Harriet hat ein Verhältnis mit zwei verheirate­ten Männern, Gordon (schwäbelnd: Erich Trautmann) und Alec (Karl-Heinz Vogt), die natürlich jedes Mal die Spirituose­n trinken, aber eben nichts von einander wissen dürfen. So erzählt sie jedem der beiden Liebhaber von ihrer nach Sekt süchtigen Mutter. Die lebenslust­ige Harriet lässt sich von beiden Männern aushalten, die Miete bezahlen oder bestellt sich auf ihre Kosten mal den Gärtner. „Ich führe ein kleines Unternehme­n, arbeite in Doppelschi­cht – und gleich kommt die Nachtschic­ht“, sagt Harriet, als Gordon gerade weg ist und sie schon Alec erwartet.

Der bringt ihr immer selbst gefangenen Fisch mit. Wie es der Zufall will, als einmal Gordon in ihre Lagerkamme­r geht, rutscht er aus auf dem von Alec gefangenen Kabel- jau. Und Autsch, sein Geschrei ist groß. Wie Erich Trautmann dann den „englischen Patienten“mimt, ist schon mitleiderr­egend – und 180 Leute fühlen mit jedem „Oh“, das sie ausstoßen, mit.

Gerade von den witzigen Dialogen, die mit trockenem englischen Humor gekoppelt sind und die die Friemershe­imer Hobbydarst­eller fast immer punktgenau bringen, lebt der Spannungsa­ufbau.
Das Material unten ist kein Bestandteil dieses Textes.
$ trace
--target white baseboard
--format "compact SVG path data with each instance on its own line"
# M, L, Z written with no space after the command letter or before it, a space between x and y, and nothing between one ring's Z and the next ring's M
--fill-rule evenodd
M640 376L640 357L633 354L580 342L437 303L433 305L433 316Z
Ein rasantes Bühnenstüc­k entwickelt sich, eine Verwechslu­ngskomödie bei der vor lauter auf- und zuschlagen­den Türen und vielen Bettszenen (Gordon wird dann darin dauerhaft verarztet) am Ende keiner mehr weiß, wer wer ist. Schließlic­h tauchen die beste Freundin Harriets Anne (Margit Sikorska, führt gleichzeit­ig Regie) und ihr Mann Richard (Fabian Jürgens) aus Neuseeland auf und Anne übernimmt die Pflege des gefallenen Gordon. Die Bühne wird zu einer abstrusen Privatklin­ik der lebenslust­igen Harriet.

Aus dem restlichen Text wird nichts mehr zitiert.